En 1734, au lendemain de la guerre de succession de Pologne, le roi Philippe V d’Espagne conquiert le royaume de Naples et y place sur le trône son fils cadet, le duc Charles de Parme, qui devient roi sous le nom de Charles VII de Naples, donnant naissance à une branche cadette de la maison de Bourbon. En plus de ses possessions napolitaines, il devient roi de Sicile sous le nom de Charles V de Sicile l’année suivante, après que l’Autriche eut renoncé à la Sicile et à ses prétentions sur Naples en échange du duché de Parme et du grand-duché de Toscane. Il est sacré et couronné roi de Sicile et de Jérusalem à Palerme le 3 juillet 1735. Ce changement dynastique s’accompagne d’une nouvelle ère de prospérité économique permise par des réformes sociales et politiques ainsi que des projets publics et des initiatives culturelles à l’instigation du roi. Ce dernier conserve son titre de roi de Sicile jusqu’à son accession au trône d’Espagne sous le nom de Charles III d’Espagne en 1759, le traité de Vienne conclu vingt ans plus tôt avec l’Autriche interdisant l’union des domaines italiens avec la couronne espagnole.

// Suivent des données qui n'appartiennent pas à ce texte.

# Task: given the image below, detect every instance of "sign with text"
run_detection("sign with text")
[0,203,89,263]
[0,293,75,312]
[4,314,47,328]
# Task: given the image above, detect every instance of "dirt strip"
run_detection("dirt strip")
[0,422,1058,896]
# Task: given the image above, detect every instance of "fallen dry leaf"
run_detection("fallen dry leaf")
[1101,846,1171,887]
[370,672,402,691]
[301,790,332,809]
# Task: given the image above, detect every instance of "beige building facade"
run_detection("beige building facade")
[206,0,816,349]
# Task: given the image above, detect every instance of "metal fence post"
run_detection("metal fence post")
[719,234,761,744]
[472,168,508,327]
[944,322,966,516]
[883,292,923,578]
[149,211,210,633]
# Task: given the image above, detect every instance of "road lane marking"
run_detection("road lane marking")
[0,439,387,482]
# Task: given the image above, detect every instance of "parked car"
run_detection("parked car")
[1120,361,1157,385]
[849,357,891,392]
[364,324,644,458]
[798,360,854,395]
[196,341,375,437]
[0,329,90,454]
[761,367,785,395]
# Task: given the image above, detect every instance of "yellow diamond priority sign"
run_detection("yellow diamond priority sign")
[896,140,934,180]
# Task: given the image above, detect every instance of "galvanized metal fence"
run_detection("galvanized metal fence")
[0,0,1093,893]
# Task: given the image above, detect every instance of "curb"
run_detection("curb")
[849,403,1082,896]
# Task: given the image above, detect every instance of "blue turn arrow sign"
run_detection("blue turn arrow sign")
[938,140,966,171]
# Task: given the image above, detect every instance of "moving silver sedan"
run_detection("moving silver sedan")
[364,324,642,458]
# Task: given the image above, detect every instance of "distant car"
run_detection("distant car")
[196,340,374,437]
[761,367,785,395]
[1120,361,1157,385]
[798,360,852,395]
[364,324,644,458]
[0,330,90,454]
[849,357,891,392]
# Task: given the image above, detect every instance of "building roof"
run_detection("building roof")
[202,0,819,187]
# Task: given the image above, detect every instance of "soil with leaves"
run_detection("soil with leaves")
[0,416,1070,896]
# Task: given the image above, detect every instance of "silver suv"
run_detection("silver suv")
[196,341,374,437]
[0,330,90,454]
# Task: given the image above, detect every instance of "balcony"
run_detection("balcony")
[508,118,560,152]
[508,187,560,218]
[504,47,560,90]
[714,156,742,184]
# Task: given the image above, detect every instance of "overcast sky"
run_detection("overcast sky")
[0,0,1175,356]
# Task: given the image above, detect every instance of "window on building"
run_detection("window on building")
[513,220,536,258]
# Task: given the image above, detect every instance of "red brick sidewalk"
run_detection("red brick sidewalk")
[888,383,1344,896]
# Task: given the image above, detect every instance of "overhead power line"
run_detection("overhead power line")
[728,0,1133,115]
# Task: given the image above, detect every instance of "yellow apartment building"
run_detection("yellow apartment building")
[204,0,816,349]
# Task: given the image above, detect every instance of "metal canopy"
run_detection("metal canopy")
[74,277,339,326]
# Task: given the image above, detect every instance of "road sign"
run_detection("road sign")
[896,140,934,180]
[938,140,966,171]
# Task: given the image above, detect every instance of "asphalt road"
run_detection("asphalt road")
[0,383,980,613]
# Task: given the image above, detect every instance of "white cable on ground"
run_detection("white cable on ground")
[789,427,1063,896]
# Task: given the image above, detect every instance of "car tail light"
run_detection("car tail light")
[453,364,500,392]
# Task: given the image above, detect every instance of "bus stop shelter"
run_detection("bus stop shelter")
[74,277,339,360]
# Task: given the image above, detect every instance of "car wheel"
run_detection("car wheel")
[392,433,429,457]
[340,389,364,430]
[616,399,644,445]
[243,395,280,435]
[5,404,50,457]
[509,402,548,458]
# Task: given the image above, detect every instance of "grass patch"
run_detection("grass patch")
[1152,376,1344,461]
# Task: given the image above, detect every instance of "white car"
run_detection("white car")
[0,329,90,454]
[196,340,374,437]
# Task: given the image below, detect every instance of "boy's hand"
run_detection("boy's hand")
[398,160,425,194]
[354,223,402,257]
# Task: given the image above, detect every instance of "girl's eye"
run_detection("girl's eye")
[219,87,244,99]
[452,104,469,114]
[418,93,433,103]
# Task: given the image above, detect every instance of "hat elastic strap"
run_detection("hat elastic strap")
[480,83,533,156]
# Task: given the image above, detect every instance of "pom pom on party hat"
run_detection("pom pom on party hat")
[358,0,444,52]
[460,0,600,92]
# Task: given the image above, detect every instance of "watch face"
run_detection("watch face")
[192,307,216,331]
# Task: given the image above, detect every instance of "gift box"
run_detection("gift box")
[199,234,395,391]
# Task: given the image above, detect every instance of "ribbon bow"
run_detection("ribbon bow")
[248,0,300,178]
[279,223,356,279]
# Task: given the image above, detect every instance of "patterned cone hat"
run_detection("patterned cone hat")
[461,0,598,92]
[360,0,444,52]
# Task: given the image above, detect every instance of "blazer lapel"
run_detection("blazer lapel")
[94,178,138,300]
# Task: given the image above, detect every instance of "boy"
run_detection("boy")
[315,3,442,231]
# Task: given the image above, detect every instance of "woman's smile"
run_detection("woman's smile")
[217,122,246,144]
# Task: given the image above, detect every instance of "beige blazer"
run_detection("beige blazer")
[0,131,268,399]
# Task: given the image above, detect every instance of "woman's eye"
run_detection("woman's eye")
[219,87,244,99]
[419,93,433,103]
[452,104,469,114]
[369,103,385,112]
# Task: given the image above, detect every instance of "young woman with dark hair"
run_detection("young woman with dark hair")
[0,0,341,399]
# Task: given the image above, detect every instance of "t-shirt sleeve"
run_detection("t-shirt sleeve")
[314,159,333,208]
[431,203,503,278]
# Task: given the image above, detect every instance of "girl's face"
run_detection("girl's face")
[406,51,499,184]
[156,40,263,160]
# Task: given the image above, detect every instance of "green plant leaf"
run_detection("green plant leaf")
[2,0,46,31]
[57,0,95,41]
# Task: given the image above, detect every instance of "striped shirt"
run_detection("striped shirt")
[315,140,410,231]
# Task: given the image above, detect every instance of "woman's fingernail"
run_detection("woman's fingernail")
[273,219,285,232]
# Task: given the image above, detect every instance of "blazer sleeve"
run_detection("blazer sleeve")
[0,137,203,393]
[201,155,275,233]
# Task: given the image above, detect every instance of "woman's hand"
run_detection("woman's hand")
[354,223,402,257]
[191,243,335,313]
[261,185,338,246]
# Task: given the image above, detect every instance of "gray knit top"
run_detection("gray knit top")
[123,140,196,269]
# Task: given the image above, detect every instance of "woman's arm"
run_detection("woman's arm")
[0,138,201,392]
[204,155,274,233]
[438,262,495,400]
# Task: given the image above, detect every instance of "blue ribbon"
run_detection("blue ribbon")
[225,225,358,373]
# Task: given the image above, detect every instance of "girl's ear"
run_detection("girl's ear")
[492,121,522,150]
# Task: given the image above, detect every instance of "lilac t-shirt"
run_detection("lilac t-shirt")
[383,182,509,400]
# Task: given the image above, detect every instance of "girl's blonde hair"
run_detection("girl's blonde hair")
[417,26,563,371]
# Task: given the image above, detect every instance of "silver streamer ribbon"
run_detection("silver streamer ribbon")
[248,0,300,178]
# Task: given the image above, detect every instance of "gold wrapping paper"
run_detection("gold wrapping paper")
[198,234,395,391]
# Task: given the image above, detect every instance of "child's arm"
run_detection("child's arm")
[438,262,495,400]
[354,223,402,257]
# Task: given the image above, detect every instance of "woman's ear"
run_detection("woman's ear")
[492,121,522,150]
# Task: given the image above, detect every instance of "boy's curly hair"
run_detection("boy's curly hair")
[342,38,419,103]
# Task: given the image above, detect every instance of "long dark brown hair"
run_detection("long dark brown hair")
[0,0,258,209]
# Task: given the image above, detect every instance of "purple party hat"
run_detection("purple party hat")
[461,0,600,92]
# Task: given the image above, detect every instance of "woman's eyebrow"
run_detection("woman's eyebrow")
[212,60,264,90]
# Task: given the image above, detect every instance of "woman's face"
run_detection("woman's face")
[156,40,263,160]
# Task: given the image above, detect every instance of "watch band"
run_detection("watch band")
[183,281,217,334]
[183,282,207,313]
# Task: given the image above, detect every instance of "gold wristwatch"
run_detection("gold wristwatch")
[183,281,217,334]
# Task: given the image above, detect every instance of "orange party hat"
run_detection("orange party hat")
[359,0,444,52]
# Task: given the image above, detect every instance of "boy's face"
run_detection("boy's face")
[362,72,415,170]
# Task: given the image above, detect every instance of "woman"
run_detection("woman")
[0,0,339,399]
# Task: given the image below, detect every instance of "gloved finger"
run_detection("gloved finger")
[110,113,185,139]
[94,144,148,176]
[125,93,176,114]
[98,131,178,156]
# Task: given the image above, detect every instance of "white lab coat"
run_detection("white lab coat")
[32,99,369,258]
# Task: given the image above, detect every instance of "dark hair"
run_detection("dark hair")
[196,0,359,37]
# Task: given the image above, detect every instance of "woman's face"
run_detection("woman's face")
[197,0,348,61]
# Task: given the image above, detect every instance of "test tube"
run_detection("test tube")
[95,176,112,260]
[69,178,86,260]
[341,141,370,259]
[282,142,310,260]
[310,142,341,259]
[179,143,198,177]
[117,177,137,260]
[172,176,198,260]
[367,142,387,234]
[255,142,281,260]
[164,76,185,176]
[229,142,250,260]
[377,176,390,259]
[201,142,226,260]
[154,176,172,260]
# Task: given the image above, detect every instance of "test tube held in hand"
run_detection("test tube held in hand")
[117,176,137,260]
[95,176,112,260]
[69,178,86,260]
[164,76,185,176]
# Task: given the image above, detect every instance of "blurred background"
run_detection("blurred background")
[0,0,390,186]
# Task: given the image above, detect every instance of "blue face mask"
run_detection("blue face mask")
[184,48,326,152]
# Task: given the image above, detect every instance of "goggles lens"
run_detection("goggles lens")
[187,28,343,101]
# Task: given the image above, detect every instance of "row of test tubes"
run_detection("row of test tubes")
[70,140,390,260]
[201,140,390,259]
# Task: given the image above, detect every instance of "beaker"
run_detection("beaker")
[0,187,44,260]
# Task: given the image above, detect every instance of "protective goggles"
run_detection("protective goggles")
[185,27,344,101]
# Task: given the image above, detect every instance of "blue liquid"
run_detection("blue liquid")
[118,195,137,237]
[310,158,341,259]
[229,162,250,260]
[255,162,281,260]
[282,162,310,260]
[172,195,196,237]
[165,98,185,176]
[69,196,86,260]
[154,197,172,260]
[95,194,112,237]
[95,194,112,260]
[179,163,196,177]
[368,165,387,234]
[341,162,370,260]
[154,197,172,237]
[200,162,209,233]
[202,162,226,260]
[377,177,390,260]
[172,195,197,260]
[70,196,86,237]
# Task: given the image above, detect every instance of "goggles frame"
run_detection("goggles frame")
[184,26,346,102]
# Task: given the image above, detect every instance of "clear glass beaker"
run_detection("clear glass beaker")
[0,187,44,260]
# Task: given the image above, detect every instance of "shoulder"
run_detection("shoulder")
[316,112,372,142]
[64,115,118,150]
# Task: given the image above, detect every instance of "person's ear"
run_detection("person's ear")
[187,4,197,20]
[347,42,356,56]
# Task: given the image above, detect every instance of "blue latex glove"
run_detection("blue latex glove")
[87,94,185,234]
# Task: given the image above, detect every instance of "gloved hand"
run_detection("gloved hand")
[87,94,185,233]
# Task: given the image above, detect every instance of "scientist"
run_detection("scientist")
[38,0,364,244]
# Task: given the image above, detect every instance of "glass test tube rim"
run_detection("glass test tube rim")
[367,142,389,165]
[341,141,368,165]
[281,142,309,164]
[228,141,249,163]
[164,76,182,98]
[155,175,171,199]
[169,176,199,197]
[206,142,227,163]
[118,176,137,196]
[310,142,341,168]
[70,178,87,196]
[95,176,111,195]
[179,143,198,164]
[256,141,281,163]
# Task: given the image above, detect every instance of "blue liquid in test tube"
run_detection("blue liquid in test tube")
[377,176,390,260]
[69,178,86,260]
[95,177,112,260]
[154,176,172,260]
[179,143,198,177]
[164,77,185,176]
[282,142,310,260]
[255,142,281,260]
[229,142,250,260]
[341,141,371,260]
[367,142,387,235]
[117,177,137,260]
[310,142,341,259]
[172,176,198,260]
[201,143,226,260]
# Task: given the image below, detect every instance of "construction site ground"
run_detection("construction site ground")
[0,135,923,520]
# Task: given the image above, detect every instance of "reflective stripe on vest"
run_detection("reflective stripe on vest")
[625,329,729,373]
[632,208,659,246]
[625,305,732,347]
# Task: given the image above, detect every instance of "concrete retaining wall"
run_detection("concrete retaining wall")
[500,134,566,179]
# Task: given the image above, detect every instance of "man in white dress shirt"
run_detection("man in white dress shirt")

Le 6 octobre 1759, il abdique alors en faveur de son troisième fils Ferdinand, qui monte sur le trône sous les noms de Ferdinand IV de Naples et III de Sicile. Toujours mineur, Ferdinand grandit dans un luxe indolent tandis que l’exercice réel du pouvoir était confié en toute sécurité à un conseil de régence présidé par Bernardo Tanucci. Or, conséquence de son éducation, le roi Ferdinand demeure relativement indifférent aux affaires de l’État à sa majorité et la plupart des réformes bénéfiques apportées par son père sont révoquées par sa mère la reine Marie-Caroline d’Autriche et Tanucci (jusqu’en 1777) puis John Acton. Ce dernier tente de soustraire Naples et la Sicile des girons espagnol ou autrichien pour les ramener dans la sphère d’influence de la Grande-Bretagne dont les intérêts sont représentés sur place par William Hamilton. C’est l’époque du Grand Tour, et des dizaines d’intellectuels viennent de toute l’Europe en Sicile dont ils vantent la beauté naturelle et la richesse historique sur le continent tout en y semant les idéaux du siècle des Lumières.
En 1799, Napoléon conquiert Naples, contraignant Ferdinand et sa cour à fuir vers la Sicile sous la protection de la flotte britannique commandée par Horatio Nelson. Alors que Naples expérimente divers régimes politiques sous la République parthénopéenne puis le royaume napoléonien de Naples, tous des États fantoches au service de la France, la Sicile devient quant à elle la base d’opérations militaires britannique en Méditerranée d’où elle lutte avec férocité contre le gigantesque empire de Napoléon. Sous l’influence des Britanniques, particulièrement de lord William Bentinck qui est gouverneur général de l’armée, la Sicile tente de moderniser son appareil constitutionnel et force le roi à ratifier une constitution calquée sur le modèle anglais. L’île passe officiellement sous occupation britannique de 1806 à 1814. Le changement le plus important apporté par le nouveau système politique est la formation d’un parlement composé de deux chambres (contre trois auparavant) ainsi que l’abolition totale du féodalisme.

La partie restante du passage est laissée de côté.